Alternative North Korean name
- Hangul: 조선실락황조
- Hanja: 朝鮮失落皇朝
- RR: Joseon sillak hwangjo
- MR: Chosŏn sillak hwangjo

= Korean Empire =

Empire in East Asia (1897–1910)

The Korean Empire, officially the Empire of Korea or Imperial Korea in English and commonly called Taehan Cheguk in Korean, was a Korean monarchical state proclaimed in October 1897 by King Gojong of the Joseon dynasty. The empire lasted until the Japanese annexation of Korea in August 1910.

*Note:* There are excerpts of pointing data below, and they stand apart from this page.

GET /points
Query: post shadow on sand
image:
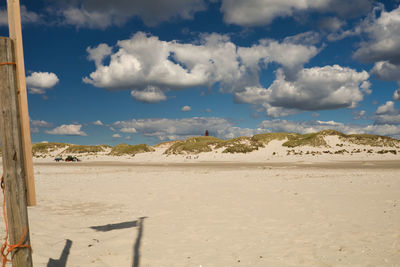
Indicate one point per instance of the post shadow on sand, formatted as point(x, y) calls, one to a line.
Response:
point(62, 261)
point(114, 226)
point(136, 246)
point(124, 225)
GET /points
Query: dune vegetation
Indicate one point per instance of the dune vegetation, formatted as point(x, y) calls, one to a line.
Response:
point(194, 145)
point(40, 148)
point(78, 149)
point(125, 149)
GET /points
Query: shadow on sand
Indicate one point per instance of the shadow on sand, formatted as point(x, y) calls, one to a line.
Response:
point(62, 261)
point(136, 246)
point(115, 226)
point(124, 225)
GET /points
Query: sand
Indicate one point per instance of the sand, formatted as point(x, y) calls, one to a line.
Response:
point(187, 213)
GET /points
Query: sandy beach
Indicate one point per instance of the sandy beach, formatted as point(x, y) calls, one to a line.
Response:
point(216, 214)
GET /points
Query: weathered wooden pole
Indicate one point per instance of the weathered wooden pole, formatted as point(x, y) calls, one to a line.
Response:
point(14, 26)
point(13, 158)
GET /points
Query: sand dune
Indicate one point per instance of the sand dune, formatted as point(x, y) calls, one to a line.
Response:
point(219, 209)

During this period, Emperor Gojong oversaw the Gwangmu Reform, a partial modernization and westernization of Korea's military, economy, land system, education system, and various industries. In 1905, the Korean Empire became a protectorate of the Empire of Japan. After the Japanese annexation in 1910, the Korean Empire ceased to exist.

== History ==

=== Formation ===
Resistance against Korea having a tributary relationship with China increased in the 17th century. As the Ming dynasty was replaced by Qing dynasty, Western ideas entering Korea had caused anti-tributary sentiments to rise in Korea. Moreover, after the opening of Korea, members of the Gaehwa Party often declared independence from China, but China increased its interference in Korean affairs after the Imo Incident and Kapsin Coup.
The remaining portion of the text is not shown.